Avec vos allégements fiscaux improductifs, vous ne pouvez aujourd'hui investir dans des actions bonnes pour la planète et créatrices d'emplois. Les niches fiscales sont tout juste égratignées. D'ailleurs, le rapporteur général reconnaît lui-même qu'il ne s'agit pas de mesures de rendement budgétaire. Pourtant, toutes ces niches ajoutées au bouclier fiscal, comme le considère aussi M. Carrez, permettent à de riches contribuables d'échapper à l'impôt et à d'autres d'en payer très peu.
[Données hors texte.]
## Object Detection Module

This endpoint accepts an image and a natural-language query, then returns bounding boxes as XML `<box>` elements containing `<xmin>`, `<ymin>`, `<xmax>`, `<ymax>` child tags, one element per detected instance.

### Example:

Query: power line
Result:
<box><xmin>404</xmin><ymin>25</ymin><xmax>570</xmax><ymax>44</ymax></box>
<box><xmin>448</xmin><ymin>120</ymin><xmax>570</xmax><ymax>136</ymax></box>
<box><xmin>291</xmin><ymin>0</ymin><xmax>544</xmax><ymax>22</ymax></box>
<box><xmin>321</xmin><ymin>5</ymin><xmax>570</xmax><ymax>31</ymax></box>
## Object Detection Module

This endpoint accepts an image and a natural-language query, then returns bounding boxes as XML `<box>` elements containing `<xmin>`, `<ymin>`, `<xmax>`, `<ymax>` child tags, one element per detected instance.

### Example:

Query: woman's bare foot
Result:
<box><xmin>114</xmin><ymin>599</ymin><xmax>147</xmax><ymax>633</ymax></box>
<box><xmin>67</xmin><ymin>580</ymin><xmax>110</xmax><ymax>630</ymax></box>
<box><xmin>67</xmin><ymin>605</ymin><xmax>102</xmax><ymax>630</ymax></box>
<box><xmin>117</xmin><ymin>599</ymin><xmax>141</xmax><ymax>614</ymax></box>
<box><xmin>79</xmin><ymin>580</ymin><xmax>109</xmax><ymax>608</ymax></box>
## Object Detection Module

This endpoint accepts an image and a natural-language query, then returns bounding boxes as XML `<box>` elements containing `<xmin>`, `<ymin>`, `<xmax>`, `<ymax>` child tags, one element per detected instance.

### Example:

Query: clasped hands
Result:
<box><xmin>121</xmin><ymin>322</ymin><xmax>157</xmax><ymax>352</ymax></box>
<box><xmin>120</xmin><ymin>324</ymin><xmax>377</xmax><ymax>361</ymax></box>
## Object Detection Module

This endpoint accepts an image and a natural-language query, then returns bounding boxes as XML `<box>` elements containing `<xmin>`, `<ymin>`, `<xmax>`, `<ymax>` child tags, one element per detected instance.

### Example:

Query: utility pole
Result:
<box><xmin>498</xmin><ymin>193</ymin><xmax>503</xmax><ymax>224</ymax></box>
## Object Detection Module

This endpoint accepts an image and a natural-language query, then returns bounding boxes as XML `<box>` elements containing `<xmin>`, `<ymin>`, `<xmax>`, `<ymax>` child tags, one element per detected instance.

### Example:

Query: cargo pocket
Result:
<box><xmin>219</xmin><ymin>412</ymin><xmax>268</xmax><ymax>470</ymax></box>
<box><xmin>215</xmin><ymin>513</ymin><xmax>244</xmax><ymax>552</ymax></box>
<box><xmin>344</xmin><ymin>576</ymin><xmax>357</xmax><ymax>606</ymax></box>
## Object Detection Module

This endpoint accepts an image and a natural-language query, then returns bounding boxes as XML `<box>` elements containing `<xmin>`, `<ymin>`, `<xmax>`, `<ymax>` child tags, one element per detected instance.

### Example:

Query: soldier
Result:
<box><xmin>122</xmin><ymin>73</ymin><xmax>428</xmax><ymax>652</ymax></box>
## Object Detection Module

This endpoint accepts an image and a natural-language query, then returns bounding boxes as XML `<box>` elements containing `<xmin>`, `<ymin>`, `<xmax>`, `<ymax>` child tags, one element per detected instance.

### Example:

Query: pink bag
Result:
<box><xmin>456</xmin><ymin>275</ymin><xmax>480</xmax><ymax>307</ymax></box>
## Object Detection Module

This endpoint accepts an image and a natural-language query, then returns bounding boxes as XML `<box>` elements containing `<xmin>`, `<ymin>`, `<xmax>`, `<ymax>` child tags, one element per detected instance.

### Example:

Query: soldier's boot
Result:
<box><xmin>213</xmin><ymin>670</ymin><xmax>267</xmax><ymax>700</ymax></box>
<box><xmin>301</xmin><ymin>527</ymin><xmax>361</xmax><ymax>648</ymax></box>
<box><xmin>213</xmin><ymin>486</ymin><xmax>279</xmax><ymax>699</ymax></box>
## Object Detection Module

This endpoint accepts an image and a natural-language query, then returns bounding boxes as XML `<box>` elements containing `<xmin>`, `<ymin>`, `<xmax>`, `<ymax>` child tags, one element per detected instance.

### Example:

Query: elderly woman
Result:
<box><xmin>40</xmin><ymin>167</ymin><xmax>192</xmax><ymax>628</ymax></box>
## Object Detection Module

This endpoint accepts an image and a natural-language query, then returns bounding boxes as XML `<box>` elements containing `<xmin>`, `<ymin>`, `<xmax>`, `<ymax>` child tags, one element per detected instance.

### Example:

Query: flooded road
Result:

Le Président de la République entonne désormais des couplets contre le capitalisme financier débridé, à la Besancenot, mais une des façons de lutter contre de tels excès ne serait-elle pas de taxer les stock-options, selon le régime fiscal et social commun de tout revenu d'activité, comme le proposait l'an dernier la Cour des comptes, de supprimer le bouclier fiscal ou de recréer une tranche supérieure de l'impôt sur le revenu, afin de limiter les superprofits de quelques-uns ?

La libéralisation des heures supplémentaires permet certes à quelques salariés d'augmenter leur salaire, mais elle envoie des milliers d'intérimaires au chômage et, en cette période de crise, elle amènera de nombreuses entreprises à renvoyer à plus tard les embauches. Cela aura donc pour effet d'augmenter le chômage et donc le besoin de financement de l'Unedic. Il est absurde de s'obstiner à vouloir transférer 0,3 point de cotisation Unedic vers la CNAV alors que le chômage repart à la hausse.

Est-il responsable de continuer à envisager de nouvelles exonérations de cotisations sociales, comme le propose le ministre du travail, s'agissant des cotisations chômage des seniors, ou d'étendre la liste des exonérations non compensées par l'État comme le prévoit le PLFSS pour 2009 ? Votre politique fiscale est totalement injuste et contreproductive en termes économique, social et environnemental. (Applaudissements sur les bancs des groupes GDR et SRC.)